Although it’s been on ice for a couple years, Sea Bright Mayor Maria Fernandes says she hopes an ordinance allowing residents to park on the street during the summer months will be introduced at the Borough Council’s next meeting on February 4 . It’s a step that’s been needed for a long time, she said, considering parking is at a premium when the beaches get crashed by out-of-towners.
“A lot of residents feel like they’re prisoners in their own home. This will alleviate it somewhat,” Fernandes said. “The residents have been asking for this for a long time.”
Implementing permit parking will force non-residents to park where they’re supposed to: In the borough’s parking lots. For some reason, Fernandes said, a lot of people haven’t been doing that, even though the lot is free and close to the beach.
“We just want to make people park where they should be. I don’t know why people park on the side streets,” she said.
This parking free-for-all has long been an issue in town, but for years the borough was limited in what it could do to free up space for its residents, Fernandes said. Because Highway 36 is the main vein through the beachfront hamlet, the state Department of Transportation had jurisdiction over any street that merged onto the highway, she added.
“Of course in Sea Bright that’s the entire town,” Fernandes said. “Our hands were really tied.”

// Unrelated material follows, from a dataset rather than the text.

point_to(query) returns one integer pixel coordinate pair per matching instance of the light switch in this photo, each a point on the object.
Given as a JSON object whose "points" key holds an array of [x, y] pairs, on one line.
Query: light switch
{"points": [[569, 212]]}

Fernandes said that DOT ordinance was modified a couple years ago, thereby giving the borough the ability to get to this point.
The borough Public Safety Committee has been working on the particulars of getting the ordinance ready, although there has been a bump in the road. Councilwoman Dina Long said the ordinance was ready in 2007, but legal paperwork was, until this week, lost in the shuffle among the DOT, the committee and the borough attorney. Long expressed strong feelings at Tuesday night’s council meeting that it would be harmful if yet another summer went by without something in place to control the parking.
“It’s 17 weeks until Memorial Day and we need to make stickers, signs. It’s a lot,” she said. “I’m concerned that we start moving so that no problems arise come Memorial Day.”
Fernandes said now that the paperwork has started flowing through the proper lines again, easing Long’s concerns shouldn’t be a problem. She anticipates the permit system to be voted for and in place by the time the traffic starts heading for Sea Bright.
“It’ll help a lot,” she said. “I know the residents will be thrilled.”